Memorandum of Conversation, by the Assistant Secretary of State (Berle)
Sir Ronald Campbell came in, at my request.
I referred to the question of the British request for landing rights at Roberts Field, Liberia. I said that I understood this had been taken up at Casablanca and that orders had been given by General Arnold to permit BOAC planes to land for refueling and servicing. I said that prior to the Casablanca conference we had obtained substantial assent from the Army to that end and had prepared a memorandum on the subject. However, since the matter had been taken up directly at the Casablanca conference, I would not hand him the memorandum until I knew what had been decided at Casablanca.
I said I hoped Sir Ronald would realize that the Army technical people were not at all convinced of the technical necessity for this; and that their continued resistance had been due to that fact. As far as they can see, all British interests are fully covered by the landing field at Freetown, only a short distance away. Air Commodore Thornton had not come down to present any technical data on the matter.

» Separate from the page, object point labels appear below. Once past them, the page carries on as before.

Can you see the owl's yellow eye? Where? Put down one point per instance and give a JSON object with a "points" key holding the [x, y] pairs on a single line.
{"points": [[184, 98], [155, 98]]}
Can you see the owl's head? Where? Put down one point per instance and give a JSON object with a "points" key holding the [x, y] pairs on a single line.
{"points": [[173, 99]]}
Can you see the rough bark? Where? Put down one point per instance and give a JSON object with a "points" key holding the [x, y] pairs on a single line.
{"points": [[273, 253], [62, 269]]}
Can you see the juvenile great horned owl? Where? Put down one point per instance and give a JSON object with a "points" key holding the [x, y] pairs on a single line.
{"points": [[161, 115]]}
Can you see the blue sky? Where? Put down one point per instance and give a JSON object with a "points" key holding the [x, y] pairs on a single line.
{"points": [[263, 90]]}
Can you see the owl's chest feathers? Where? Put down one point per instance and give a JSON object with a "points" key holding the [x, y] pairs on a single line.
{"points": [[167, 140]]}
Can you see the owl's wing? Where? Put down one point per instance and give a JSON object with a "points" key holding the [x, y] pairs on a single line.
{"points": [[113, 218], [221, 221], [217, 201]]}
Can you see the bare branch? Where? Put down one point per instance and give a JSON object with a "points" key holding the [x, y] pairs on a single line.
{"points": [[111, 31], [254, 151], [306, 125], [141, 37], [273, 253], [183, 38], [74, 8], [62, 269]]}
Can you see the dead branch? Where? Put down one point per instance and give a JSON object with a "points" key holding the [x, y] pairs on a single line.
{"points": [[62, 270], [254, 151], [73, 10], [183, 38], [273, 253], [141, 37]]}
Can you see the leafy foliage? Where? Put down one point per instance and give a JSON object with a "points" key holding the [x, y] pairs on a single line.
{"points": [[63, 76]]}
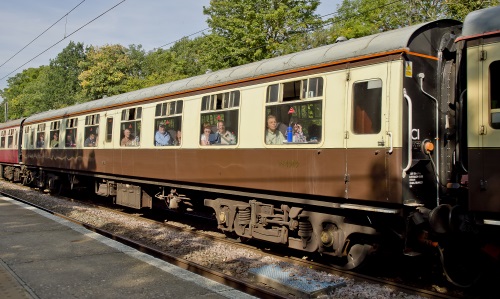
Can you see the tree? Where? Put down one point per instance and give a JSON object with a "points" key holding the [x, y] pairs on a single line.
{"points": [[458, 9], [356, 18], [252, 30], [24, 94], [63, 86], [105, 71]]}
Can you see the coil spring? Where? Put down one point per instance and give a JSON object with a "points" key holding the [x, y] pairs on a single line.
{"points": [[305, 229], [244, 216]]}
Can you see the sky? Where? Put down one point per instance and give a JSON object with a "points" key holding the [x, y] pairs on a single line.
{"points": [[31, 24]]}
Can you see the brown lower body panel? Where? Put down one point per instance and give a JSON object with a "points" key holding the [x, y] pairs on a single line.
{"points": [[358, 174]]}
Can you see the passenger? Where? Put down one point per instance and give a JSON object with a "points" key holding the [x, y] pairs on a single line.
{"points": [[314, 133], [162, 137], [128, 139], [90, 141], [55, 140], [178, 138], [205, 137], [223, 136], [273, 136], [298, 135], [69, 141], [41, 141]]}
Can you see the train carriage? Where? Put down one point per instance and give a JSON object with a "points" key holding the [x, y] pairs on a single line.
{"points": [[10, 149], [325, 150]]}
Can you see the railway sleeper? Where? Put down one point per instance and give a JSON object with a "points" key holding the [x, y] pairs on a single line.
{"points": [[303, 230]]}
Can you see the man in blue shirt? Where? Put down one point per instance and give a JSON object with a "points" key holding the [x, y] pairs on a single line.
{"points": [[162, 137]]}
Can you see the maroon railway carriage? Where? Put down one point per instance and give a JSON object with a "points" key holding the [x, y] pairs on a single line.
{"points": [[10, 150], [400, 128]]}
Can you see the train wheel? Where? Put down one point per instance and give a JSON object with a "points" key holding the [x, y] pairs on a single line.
{"points": [[356, 256]]}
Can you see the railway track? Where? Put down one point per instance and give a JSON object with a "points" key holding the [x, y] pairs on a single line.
{"points": [[238, 283]]}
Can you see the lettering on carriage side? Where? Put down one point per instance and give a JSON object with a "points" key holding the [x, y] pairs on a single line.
{"points": [[415, 134], [415, 178], [289, 163]]}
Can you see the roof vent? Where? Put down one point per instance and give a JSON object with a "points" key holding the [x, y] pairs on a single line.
{"points": [[340, 39]]}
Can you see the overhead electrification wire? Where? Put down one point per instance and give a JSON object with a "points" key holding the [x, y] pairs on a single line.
{"points": [[180, 39], [42, 33], [63, 39]]}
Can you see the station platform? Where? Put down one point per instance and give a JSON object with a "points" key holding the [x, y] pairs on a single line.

But, I said, both the State Department and the War Department were very clear that landing rights at Roberts Field were not important enough to complicate general relationships in that area. In view of the singularly slashing intimations in Sir Ronald’s instructions, it seemed plain that this thoroughly unimportant controversy was spreading, which it ought not to be allowed to do. It was purely in the spirit of minimizing this kind of thing that, despite lack of technical conviction, we had arranged the matter here, and I gathered the same view had prevailed at Casablanca. I agreed that I would give him a memorandum covering the situation as soon as we had the full details of the Casablanca order.